SC Online Content Editor
GEORGETOWN -- A proposed shooting range west of Georgetown would provide hunter education for adults and youths, and would give police officers a place to train closer than Smyrna.
The Department of Natural Resources and Environmental Control is proposing a hunter education, law enforcement training center and public shooting range for a 2,000-acre tract west of Georgetown.
The state Division of Fish and Wildlife owns the property, including the Old Furnace Wildlife Area, which would become a hunter education center. Currently the only state-run hunter education facility is in New Castle County.
Also on the property would be a training area for law enforcement agencies -- a boon to officers who now have to travel more than an hour away from their jurisdictions for firearms training.
Ocean View Police Chief Kenneth McLaughlin told Sussex County Council on Tuesday, Jan. 14, 2003 that such a facility is "long overdue in Sussex County." McLaughlin, chairman of the Sussex County Police Chiefs Association, said all 20 muncipal police chiefs support the idea.
Michael Friel, hunter education administrator for the fish and wildlife division, said the closer facility would allow officers to be able to return more quickly to their towns in the event of an emergency.
Blades Police Chief Glenn Condon, secretary of the Sussex chiefs' association, said his three officers travel to Salisbury, Md. for their shooting practice. To keep their certification, they must shoot three times a year, Condon said.
Some agencies go to the state's New Castle County facility, while others use private ranges that are closer to home. Condon said some private facilities "may not be as environmentally friendly" as the state-of-the-art facility the state is proposing. The lead shot at the range would be recycled
Friel also stressed the importance of the hunter education programs that would be available. Up to 75 students at a time could be comfortably instructed, Friel said. Programs held at the Ommelanden facility in New Castle County include overnight camps for youth groups, as well as programs sponsored by the Delaware Wild Turkey Federation and Bassmasters.
Along with gun safety programs, Friel said, the facility will provide a safe place for target practice. "Unfortunately, in the next 20 years, it will become increasingly difficult to shoot in your backyard," he said.
During the past summer, five public hearings were held on the proposal. According to Friel, no objections were raised. At Tuesday's county council meeting, one neighbor of the Old Furnace property expressed concerns about traffic that would be generated by the facility.
Frank Perdue of Rementer Road said that "what I've heard today sounds good," but said he wants to know where the entrance would be.
Perdue said he's less worried about the safety of his home with the proposed range than he is with the existing hunting, because of deer hunting nearby. "We live in a war zone when deer season is on," Perdue said. "We crawl to our cars in the morning."

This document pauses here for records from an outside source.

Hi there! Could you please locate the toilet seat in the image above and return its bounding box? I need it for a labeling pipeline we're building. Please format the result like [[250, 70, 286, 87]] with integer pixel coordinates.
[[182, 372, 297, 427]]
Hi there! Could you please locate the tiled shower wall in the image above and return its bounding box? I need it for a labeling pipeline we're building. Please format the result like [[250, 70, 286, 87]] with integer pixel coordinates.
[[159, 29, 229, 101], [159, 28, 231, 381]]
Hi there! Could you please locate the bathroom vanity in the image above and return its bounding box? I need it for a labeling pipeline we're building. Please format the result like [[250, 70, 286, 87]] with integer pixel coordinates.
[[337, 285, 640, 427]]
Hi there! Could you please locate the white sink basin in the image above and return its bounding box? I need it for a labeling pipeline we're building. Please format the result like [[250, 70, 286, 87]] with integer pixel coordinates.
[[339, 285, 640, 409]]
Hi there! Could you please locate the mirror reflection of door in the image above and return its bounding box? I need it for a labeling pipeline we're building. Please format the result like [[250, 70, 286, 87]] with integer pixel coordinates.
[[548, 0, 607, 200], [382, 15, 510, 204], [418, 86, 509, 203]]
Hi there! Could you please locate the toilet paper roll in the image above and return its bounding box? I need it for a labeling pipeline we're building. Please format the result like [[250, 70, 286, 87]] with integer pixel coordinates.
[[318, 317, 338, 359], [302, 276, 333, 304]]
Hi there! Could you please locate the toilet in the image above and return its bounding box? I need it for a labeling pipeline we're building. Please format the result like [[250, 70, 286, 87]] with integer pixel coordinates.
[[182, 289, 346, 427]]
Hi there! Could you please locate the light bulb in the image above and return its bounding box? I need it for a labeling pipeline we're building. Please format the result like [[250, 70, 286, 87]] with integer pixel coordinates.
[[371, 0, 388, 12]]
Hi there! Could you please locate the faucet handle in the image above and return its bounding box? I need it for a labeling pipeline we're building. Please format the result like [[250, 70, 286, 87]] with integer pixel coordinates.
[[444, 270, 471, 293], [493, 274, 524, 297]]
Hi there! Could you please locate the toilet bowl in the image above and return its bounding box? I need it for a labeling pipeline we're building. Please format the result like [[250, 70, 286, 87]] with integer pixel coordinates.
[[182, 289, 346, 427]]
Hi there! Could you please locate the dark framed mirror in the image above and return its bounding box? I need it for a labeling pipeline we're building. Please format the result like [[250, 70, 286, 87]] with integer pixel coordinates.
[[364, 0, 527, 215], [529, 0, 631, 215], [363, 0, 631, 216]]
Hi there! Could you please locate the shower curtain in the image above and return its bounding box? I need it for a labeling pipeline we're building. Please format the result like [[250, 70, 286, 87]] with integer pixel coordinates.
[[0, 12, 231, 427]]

The facility would be set aside for use by law enforcement agencies at least two days a week, and would be open to the public during the remaining days, Friel said.
Funding would come from state and federal governments -- with part of the state money coming from hunting licenses. "We're not asking for any money (from the county) today," Friel said. "Today," said County Administrator Robert Stickels.
Before anything is built, a federal environmental impact assessment must be completed, Friel said. After the design of the facility is completed, there will be two or three more public meetings, he said.
The council will consider a resolution supporting the proposal at its Jan. 21 meeting.